1. Code
  2. Media

Generate Video Captions with Soundbooth and Flash

Read Time:11 minsLanguages:

It seems as though we are inundated with video on the web. In many respects, this is not an unexpected phenomena but video is undergoing a rather quiet shift in perception. For the past several years, video has been regarded as content taking up space on the web page. A couple of years back, it slowly dawned on a few people that even though video is indeed content, it is the video’s data that could have huge potential.

In this tutorial I am going to show you one example of how this works. We are going to take the audio track out of a video file, transcribe it and then use that transcription to create video captions in Flash.

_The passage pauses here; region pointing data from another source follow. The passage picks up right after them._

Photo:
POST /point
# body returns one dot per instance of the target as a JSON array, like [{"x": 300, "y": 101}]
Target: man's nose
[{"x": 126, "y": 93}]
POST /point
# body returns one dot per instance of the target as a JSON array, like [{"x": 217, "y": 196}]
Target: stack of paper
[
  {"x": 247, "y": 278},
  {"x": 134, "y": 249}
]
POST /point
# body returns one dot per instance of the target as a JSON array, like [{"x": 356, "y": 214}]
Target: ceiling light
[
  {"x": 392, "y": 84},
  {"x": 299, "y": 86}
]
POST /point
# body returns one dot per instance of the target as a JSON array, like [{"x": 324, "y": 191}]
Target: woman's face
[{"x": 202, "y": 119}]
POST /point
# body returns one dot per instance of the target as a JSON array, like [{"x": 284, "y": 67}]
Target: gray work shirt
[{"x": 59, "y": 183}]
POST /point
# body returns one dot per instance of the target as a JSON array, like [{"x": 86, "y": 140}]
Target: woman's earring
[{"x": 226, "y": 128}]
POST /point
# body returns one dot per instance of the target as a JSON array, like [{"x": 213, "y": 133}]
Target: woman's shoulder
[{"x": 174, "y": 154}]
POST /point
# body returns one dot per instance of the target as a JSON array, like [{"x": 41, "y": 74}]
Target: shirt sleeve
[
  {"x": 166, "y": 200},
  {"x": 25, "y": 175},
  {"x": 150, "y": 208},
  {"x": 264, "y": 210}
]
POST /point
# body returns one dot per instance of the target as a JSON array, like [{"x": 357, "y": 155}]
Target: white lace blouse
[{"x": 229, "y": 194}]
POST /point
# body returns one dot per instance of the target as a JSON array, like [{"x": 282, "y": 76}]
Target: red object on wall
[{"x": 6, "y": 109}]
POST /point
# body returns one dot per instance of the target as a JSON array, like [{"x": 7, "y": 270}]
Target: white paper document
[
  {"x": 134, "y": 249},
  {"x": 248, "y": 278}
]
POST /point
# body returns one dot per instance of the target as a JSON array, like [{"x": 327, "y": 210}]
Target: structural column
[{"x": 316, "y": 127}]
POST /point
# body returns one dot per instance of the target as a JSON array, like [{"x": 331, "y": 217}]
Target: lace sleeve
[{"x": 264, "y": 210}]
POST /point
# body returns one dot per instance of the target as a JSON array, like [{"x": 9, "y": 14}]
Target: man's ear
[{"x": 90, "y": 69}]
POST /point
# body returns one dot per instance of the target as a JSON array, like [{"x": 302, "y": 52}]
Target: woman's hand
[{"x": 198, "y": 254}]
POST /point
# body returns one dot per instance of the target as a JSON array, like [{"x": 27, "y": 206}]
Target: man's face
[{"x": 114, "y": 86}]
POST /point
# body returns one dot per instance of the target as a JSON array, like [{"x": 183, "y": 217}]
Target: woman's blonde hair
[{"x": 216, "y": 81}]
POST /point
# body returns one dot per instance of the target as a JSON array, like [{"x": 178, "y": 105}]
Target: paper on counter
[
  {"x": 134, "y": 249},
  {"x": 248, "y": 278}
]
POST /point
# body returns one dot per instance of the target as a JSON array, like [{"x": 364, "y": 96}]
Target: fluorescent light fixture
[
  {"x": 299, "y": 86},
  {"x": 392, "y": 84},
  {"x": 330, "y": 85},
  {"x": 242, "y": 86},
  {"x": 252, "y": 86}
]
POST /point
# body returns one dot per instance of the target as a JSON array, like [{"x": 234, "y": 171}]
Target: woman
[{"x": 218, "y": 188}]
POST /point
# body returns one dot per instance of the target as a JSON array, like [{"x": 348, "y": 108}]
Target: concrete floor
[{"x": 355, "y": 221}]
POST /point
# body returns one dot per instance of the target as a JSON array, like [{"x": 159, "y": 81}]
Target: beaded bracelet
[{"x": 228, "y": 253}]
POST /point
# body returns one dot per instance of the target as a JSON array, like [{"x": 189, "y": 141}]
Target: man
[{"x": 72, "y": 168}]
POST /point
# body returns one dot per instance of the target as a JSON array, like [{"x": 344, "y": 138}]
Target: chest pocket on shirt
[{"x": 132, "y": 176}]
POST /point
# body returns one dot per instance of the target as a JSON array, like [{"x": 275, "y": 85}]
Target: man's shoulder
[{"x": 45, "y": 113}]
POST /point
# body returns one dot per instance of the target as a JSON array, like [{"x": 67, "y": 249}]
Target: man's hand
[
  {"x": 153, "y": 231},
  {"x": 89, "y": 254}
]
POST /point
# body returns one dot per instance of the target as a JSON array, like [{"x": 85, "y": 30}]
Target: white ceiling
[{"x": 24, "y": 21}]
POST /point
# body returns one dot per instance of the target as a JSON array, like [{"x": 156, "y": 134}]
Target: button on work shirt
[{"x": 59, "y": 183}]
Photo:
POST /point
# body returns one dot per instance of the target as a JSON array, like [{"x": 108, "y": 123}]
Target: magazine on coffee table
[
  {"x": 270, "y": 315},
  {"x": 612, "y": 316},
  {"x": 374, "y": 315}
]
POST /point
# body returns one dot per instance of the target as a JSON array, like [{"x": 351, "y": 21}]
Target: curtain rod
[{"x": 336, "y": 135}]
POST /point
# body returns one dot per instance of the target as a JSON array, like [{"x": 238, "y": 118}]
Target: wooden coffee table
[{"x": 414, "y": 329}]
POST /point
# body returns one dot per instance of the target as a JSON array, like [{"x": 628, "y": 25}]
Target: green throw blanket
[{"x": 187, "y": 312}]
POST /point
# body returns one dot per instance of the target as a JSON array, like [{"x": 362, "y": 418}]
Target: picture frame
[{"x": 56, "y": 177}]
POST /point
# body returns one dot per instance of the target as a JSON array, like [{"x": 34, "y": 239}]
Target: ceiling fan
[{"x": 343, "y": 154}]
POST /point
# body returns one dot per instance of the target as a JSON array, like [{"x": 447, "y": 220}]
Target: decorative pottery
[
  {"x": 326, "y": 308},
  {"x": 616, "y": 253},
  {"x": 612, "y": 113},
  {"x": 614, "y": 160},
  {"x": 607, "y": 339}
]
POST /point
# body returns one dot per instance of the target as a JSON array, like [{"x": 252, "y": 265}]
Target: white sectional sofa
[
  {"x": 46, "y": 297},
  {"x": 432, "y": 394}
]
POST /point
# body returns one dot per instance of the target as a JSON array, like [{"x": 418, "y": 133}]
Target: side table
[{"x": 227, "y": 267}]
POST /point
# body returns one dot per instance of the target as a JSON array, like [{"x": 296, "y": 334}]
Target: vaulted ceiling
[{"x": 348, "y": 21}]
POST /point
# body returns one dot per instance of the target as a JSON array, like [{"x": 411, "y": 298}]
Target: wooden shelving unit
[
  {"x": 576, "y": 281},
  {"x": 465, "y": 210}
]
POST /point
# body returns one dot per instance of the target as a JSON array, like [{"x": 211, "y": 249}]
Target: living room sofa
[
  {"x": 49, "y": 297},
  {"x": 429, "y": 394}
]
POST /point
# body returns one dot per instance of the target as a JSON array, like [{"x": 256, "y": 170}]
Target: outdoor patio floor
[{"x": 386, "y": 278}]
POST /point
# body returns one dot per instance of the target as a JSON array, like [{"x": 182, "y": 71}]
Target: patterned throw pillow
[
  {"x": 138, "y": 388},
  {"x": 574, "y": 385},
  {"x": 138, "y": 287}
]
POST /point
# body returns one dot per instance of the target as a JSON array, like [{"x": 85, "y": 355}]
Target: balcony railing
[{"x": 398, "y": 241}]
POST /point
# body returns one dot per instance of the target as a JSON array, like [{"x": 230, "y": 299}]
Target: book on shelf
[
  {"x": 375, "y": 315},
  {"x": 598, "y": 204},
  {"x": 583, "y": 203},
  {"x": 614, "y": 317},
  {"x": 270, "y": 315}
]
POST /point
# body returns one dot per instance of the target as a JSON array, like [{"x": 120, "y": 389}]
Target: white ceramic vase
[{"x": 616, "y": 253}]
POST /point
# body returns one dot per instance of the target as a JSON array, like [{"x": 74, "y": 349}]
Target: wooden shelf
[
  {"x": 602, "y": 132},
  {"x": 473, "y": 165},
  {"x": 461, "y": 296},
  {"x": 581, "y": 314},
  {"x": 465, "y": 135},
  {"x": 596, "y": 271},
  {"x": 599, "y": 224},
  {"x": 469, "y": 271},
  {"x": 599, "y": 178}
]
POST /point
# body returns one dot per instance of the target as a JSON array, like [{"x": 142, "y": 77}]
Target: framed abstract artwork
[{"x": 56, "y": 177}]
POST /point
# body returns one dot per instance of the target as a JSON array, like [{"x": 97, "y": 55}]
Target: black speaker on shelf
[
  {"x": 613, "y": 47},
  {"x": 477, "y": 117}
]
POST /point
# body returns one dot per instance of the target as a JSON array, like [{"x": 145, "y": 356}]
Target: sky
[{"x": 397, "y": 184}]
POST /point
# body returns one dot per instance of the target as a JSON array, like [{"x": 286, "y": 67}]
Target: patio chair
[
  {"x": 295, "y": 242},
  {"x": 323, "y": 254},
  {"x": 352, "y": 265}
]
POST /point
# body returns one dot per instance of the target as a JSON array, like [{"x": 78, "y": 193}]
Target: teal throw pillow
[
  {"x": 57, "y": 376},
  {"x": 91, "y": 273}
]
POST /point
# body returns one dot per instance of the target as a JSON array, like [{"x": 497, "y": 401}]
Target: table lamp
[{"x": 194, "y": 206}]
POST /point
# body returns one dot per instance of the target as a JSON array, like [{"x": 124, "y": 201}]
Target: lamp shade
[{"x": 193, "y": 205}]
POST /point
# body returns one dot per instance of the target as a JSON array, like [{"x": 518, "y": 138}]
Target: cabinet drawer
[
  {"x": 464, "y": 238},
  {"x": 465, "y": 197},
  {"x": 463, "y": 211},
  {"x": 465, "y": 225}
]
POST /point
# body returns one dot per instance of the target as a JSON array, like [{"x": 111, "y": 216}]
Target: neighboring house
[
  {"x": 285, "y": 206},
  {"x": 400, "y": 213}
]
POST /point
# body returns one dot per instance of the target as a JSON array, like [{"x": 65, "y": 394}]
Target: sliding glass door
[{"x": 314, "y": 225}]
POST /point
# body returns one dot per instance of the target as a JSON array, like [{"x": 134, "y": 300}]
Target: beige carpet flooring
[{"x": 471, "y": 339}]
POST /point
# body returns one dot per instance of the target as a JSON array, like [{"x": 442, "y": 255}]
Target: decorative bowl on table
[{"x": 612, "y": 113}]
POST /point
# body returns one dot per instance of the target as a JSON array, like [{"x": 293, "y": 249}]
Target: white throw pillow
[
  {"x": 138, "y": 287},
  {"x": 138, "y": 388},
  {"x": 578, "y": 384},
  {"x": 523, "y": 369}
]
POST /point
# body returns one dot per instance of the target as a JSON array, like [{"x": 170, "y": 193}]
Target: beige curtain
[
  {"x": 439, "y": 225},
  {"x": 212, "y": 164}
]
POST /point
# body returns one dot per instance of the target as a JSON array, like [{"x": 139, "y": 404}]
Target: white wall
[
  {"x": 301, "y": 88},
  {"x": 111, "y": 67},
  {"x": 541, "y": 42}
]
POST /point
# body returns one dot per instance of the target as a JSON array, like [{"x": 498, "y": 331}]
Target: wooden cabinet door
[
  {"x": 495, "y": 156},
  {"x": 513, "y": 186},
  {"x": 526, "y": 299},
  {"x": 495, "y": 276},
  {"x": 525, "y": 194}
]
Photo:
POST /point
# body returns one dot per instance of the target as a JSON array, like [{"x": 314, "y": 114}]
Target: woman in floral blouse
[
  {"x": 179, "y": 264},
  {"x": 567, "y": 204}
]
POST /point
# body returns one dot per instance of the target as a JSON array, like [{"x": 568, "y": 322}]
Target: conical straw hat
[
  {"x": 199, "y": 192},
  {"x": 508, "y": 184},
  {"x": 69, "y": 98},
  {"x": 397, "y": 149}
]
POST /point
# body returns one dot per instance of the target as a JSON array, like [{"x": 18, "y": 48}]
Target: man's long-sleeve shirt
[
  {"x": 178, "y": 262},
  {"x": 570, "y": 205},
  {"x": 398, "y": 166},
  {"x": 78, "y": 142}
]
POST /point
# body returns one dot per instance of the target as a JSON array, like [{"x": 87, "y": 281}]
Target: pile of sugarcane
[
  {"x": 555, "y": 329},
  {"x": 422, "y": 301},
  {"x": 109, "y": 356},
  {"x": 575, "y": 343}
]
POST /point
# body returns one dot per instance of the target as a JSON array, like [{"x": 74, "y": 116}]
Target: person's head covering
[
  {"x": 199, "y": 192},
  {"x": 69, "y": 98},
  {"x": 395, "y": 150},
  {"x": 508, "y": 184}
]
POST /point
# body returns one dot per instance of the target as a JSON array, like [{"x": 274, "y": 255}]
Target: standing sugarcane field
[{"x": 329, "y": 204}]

To follow this tutorial from start to finish you will need to have Soundbooth CS4, Dreamweaver CS4 and Flash CS4 installed on your computer. If you don’t have Soundbooth I have included a copy of the transcription - ZombieTranscript.txt - in the Examples folder. If you don’t have Dreamweaver, I have included a copy of ZombiesTT.xml that you can use in Flash.

Starting with the Audio

Before we begin let’s get really clear on the terminology we will be using. A transcription takes the spoken word and turns it into the printed word. A caption displays a piece of that transcription in a Flash video project to make a video accessible.

You will see how all of this works in a couple of minutes but you need to clearly understand, we are in the early days of this process, meaning you simply can’t expect to magically turn the audio track into captions in Flash with a couple of mouse clicks. That day is not here, yet, but compared to the conniptions and contortions we had to go through a few years ago to make this happen, today’s process is a "walk in the park."

I would like to thanks Stephanie Skendaris, a student in my College’s Journalism Program for permission to use this clip. She has a bright future in front of her and if you want to check out her work, she appears regularly at which is a lab for the Journalism and Radio programs.

Let’s get started!

Step 1: Launch Soundbooth CS4

When the app launches select Window > Workspace > Edit Audio to Video. This selection adds a video window to the workspace.

Step 2: Preview

Preview the video by clicking the Play button at the bottom of the interface.

Click the Play button to play the video. While the video is playing, listen to the audio because you will be transcribing it next.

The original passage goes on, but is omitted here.